Improved antibiofouling properties of photobioreactor with amphiphilic sulfobetaine copolymer coatings

[Display omitted] •Amphiphilic sulfobetaine copolymer (ASC) coating were used to improve the antibiofouling capability of photobioreactor.•The contact angle of ASC modified EVA (EVA-ASC) film sharply decreased after immersed in water.•The EVA-ASC film either in dry, or in water swollen state exhibited excellent optical transparency in the visible light.•The density of absorbed protein and microalgae on the EVA-ASC film decreased 92% and 50% compared with those of EVA film. Biofouling is a critical challenge for the commercial application of photobioreactors for microalgae cultivation. In this work, a series of amphiphilic sulfobetaine copolymers (ASC) with different ratios of sulfobetaine (SBMA) and 2, 2, 2-trifluoroethyl methacrylate (TFMA) were synthesized via a monomer-starved seeded semi-continous emulsion polymerization method and were used to improve the antibiofouling capability of ethylene-vinyl acetate copolymer (EVA) film by surface coating method. Effects of the SBMA/TFMA ratio on the resultant ASC latexes and coating properties were investigated. With the increase of the SBMA/TFMA ratio, the particle diameter, polydispersity index and water uptake of ASC latexes and coating decreased from 261.8 nm to 144.9 nm, 0.198 to 0.054 and 26.28 % to 7.84 %, respectively, and increased afterwards.
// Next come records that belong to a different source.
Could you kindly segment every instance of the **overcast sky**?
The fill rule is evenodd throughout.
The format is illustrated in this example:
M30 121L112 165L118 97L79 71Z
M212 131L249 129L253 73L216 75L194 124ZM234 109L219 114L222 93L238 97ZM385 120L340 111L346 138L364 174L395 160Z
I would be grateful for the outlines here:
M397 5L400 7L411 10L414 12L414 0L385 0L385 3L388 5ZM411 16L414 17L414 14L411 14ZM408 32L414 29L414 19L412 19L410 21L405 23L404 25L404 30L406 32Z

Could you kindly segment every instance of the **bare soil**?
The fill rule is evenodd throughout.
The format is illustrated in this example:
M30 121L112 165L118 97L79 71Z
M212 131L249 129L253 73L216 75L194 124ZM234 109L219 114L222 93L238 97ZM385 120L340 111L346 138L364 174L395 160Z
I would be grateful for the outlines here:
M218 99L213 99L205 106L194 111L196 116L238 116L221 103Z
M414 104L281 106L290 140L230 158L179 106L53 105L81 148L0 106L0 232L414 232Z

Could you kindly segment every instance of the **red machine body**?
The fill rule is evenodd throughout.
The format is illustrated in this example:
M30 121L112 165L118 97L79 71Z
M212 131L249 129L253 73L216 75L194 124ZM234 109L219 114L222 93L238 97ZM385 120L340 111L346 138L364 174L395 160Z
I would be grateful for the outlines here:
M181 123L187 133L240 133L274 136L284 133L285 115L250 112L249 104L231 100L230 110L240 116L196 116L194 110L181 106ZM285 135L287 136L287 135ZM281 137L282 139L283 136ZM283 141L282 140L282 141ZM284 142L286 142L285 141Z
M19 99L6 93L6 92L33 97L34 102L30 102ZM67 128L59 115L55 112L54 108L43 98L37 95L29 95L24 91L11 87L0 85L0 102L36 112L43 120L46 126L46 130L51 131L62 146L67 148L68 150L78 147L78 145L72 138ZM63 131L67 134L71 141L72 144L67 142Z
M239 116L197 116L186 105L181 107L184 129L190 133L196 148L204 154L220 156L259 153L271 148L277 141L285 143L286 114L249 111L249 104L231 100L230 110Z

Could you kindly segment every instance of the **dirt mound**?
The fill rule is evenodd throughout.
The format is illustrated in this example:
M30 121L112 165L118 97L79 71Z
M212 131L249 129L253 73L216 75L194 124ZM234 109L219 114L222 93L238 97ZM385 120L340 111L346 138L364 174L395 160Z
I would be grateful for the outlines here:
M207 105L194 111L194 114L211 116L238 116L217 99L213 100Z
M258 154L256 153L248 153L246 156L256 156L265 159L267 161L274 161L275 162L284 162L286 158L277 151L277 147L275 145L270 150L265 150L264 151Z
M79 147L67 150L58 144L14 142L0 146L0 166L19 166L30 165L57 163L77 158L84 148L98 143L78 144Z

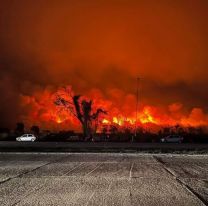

Fourier transform Infrared (FT-IR) spectra and X-ray photoelectron spectroscopy analysis (XPS) indicated that SBMA and TFMA were introduced onto the EVA film surface successfully. The contact angle of ASC modified EVA (EVA-ASC) film sharply decreased after immersed in water. The EVA-ASC film either in dry, or in water swollen state exhibited excellent optical transparency in the visible light. The adsorption of bovine serum albumin and Chlorella sp. on the EVA-ASC surface was investigated with protein and microalgae adsorption assay. It was shown that the EVA-ASC film had excellent protein and microalgae absorption resisting characteristic, the density of absorbed protein and microalgae decreased 92 % and 50 % compared with those of EVA film, respectively.